Much of that research has been conducted by Tripti Vashisth, an associate professor of horticultural science with the University of Florida Institute of Food and Agricultural Sciences (UF/IFAS). Her research has uncovered the benefits of multiple applications of GA.
That work prompted Valent U.S.A., manufacturer of ProGibb LV Plus, to seek a supplemental label from the U.S. Environmental Protection Agency (EPA) that would allow more applications of the GA product.
Because of the interest and questions she was getting from growers, Ajia Paolillo, UF/IFAS multi-county citrus Extension agent, hosted a meeting in Wauchula, Florida, with Valent to share information with growers.
“What the supplemental label allows is up to four applications of the product from August to December no closer than four weeks apart,” said Craig Campbell, Valent senior field market development specialist. “This is important because our previous label didn’t allow for four applications. I am sure everyone in the room knows about the UF/IFAS research that shows that four or five applications dramatically improves growth of citrus trees and reduces fruit drop. It also helps improve fruit set with later applications by reducing the amount of bloom.”

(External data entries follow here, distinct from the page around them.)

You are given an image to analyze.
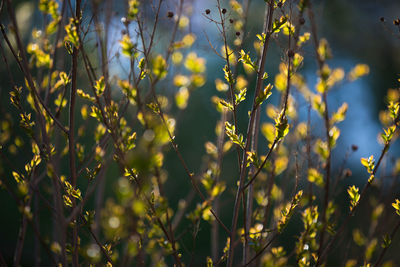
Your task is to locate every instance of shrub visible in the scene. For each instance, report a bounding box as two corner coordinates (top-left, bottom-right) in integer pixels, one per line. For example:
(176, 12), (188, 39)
(0, 0), (400, 266)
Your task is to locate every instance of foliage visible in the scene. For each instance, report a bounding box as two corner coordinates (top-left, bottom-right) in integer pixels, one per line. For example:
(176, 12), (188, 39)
(0, 0), (400, 267)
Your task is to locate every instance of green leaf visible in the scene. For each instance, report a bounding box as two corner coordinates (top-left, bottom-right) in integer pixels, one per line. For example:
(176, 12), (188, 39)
(239, 49), (257, 71)
(275, 109), (289, 141)
(153, 55), (167, 80)
(256, 84), (273, 106)
(392, 199), (400, 216)
(271, 16), (288, 33)
(347, 185), (360, 210)
(94, 76), (106, 96)
(235, 88), (247, 105)
(225, 121), (244, 149)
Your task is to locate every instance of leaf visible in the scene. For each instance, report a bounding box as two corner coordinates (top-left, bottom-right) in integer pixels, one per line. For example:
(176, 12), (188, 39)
(239, 49), (257, 71)
(235, 88), (247, 105)
(94, 76), (106, 96)
(271, 16), (288, 33)
(225, 121), (244, 149)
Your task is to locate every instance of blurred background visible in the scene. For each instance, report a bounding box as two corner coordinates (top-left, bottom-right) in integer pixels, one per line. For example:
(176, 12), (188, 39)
(0, 0), (400, 266)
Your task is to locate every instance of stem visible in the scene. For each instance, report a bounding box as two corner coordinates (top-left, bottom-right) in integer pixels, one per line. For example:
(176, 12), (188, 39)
(227, 3), (274, 267)
(68, 0), (83, 266)
(308, 3), (332, 257)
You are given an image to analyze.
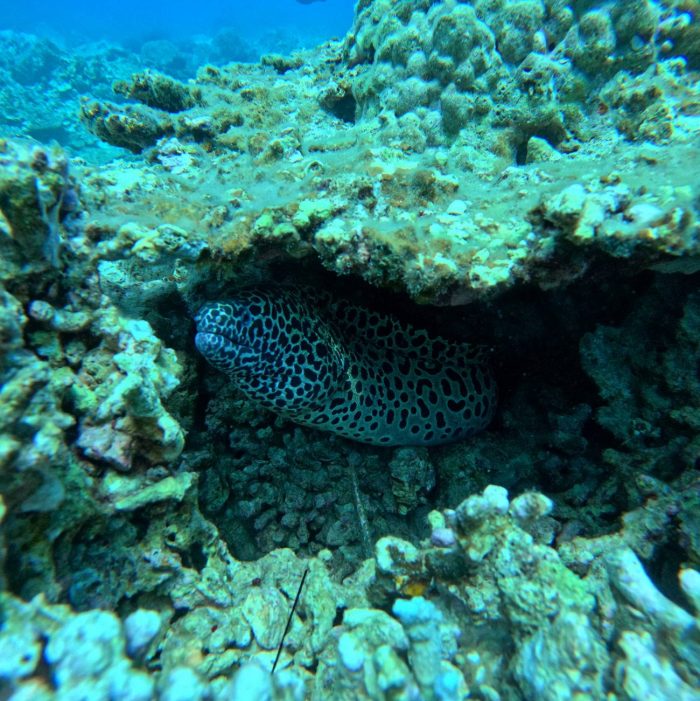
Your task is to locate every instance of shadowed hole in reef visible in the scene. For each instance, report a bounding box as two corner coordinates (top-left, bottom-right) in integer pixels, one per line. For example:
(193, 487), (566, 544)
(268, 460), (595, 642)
(644, 542), (690, 611)
(188, 259), (696, 559)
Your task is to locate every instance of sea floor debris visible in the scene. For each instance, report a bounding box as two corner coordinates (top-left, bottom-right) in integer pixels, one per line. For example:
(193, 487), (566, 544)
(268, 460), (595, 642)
(0, 0), (700, 701)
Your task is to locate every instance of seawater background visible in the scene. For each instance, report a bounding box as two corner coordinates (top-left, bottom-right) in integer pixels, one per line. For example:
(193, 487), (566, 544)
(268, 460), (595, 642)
(0, 0), (353, 154)
(0, 0), (354, 58)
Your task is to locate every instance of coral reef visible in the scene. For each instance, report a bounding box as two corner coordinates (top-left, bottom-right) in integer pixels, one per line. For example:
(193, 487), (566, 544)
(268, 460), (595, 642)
(0, 0), (700, 701)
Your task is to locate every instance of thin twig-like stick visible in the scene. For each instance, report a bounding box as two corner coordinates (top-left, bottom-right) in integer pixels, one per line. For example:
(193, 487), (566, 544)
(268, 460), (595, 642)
(272, 567), (309, 674)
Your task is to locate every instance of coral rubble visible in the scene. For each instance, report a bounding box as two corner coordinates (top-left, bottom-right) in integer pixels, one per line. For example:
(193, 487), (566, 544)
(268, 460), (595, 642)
(0, 0), (700, 701)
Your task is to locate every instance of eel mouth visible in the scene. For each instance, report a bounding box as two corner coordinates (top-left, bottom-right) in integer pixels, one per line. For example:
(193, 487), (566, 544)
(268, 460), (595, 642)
(194, 331), (253, 357)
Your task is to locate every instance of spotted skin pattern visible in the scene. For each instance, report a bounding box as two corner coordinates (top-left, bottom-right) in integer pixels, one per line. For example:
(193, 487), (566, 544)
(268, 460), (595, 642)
(195, 289), (496, 446)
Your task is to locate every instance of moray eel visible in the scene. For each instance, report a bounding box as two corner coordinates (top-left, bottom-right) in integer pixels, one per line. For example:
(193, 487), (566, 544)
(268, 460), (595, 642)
(195, 289), (496, 446)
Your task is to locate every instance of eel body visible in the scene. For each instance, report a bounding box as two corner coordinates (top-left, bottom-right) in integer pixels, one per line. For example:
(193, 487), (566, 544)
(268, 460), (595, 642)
(195, 289), (496, 446)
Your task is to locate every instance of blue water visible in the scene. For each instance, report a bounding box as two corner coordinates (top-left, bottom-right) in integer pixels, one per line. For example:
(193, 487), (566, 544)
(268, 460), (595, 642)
(0, 0), (354, 50)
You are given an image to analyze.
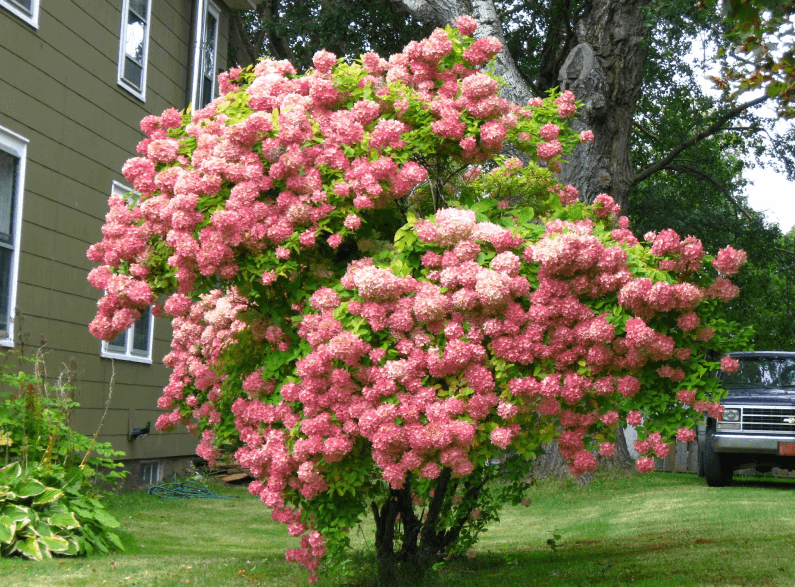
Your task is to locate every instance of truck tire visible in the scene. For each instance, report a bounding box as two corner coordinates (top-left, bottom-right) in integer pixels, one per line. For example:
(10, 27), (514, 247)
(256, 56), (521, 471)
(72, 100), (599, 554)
(703, 430), (734, 487)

Campbell added he fully supports the research and recommendations coming out UF/IFAS in terms of applications of GA. He reminded growers that while the supplemental label only covers four applications, they can still follow UF/IFAS recommendations of up to five applications.
“Our full label and the use patterns on our supplemental label are not mutually exclusive. So, if you want to make five applications on Valencia, we have you covered,” he said. “You just can’t make applications closer than 30 days apart.”
Growers had many questions during the meeting about timings of applications, potential for root drenching of gibberellic acid, and the nexus between flush induced by the product and the need for supplemental fertilizer applications. Campbell acknowledged all were good questions, but some needed further research and/or label updates.